He departed. As soon as he had shut the door Eugenie and her mother breathed more freely. Until this morning the young girl had never felt constrained in the presence of her father; but for the last few hours every moment wrought a change in her feelings and ideas.

“Mamma, how many louis are there in a cask of wine?”

“Your father sells his from a hundred to a hundred and fifty francs, sometimes two hundred,—at least, so I’ve heard say.”

“Then papa must be rich?”

“Perhaps he is. But Monsieur Cruchot told me he bought Froidfond two years ago; that may have pinched him.”

Eugenie, not being able to understand the question of her father’s fortune, stopped short in her calculations.

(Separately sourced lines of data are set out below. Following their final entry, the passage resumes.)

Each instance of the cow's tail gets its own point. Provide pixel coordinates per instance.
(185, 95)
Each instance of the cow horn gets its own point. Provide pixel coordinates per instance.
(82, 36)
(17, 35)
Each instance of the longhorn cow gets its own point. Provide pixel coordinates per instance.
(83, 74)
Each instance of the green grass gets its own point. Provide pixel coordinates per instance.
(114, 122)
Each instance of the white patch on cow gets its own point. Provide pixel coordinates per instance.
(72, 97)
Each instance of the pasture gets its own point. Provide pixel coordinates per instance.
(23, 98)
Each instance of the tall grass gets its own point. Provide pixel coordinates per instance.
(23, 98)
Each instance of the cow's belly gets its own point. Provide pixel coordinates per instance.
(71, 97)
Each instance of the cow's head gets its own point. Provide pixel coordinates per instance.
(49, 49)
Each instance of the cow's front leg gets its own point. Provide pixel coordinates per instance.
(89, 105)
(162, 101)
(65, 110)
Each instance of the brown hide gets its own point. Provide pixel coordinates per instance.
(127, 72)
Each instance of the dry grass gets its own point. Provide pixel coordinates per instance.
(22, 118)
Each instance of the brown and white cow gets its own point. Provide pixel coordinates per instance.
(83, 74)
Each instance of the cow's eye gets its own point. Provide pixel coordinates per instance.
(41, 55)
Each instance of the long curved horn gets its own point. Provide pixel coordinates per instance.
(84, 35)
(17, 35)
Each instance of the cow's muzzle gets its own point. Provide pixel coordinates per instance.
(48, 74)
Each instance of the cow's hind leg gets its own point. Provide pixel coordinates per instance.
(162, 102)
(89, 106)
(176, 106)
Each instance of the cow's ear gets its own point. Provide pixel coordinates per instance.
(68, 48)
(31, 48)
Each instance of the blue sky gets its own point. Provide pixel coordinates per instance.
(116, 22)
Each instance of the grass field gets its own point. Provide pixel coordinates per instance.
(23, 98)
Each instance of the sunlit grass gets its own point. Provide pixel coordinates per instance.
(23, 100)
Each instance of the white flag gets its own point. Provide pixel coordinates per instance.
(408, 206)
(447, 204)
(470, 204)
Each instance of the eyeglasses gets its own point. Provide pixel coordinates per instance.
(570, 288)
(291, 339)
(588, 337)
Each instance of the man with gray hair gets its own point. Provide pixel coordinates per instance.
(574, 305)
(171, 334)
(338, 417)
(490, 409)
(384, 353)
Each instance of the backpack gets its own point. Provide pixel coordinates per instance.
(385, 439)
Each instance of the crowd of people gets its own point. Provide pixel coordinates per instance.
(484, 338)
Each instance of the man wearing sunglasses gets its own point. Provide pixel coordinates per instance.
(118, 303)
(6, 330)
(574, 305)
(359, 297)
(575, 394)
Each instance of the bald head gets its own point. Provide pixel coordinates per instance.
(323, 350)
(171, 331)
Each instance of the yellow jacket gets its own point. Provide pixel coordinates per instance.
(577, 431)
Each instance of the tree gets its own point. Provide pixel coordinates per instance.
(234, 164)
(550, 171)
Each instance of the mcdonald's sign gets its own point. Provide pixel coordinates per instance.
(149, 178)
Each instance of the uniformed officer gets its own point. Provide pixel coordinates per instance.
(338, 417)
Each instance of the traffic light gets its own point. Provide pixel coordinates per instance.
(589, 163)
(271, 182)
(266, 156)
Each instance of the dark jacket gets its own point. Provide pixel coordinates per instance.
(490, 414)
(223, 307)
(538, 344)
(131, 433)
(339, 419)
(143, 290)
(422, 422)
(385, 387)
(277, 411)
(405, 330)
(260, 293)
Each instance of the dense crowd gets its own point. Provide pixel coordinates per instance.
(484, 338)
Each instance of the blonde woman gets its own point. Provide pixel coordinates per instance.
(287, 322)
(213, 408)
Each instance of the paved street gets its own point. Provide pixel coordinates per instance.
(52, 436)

“He didn’t even see me, the darling!” said Nanon, coming back from her errand. “He’s stretched out like a calf on his bed and crying like the Madeleine, and that’s a blessing! What’s the matter with the poor dear young man!”

“Let us go and console him, mamma; if any one knocks, we can come down.”

Madame Grandet was helpless against the sweet persuasive tones of her daughter’s voice. Eugenie was sublime: she had become a woman. The two, with beating hearts, went up to Charles’s room. The door was open. The young man heard and saw nothing; plunged in grief, he only uttered inarticulate cries.

“How he loves his father!” said Eugenie in a low voice.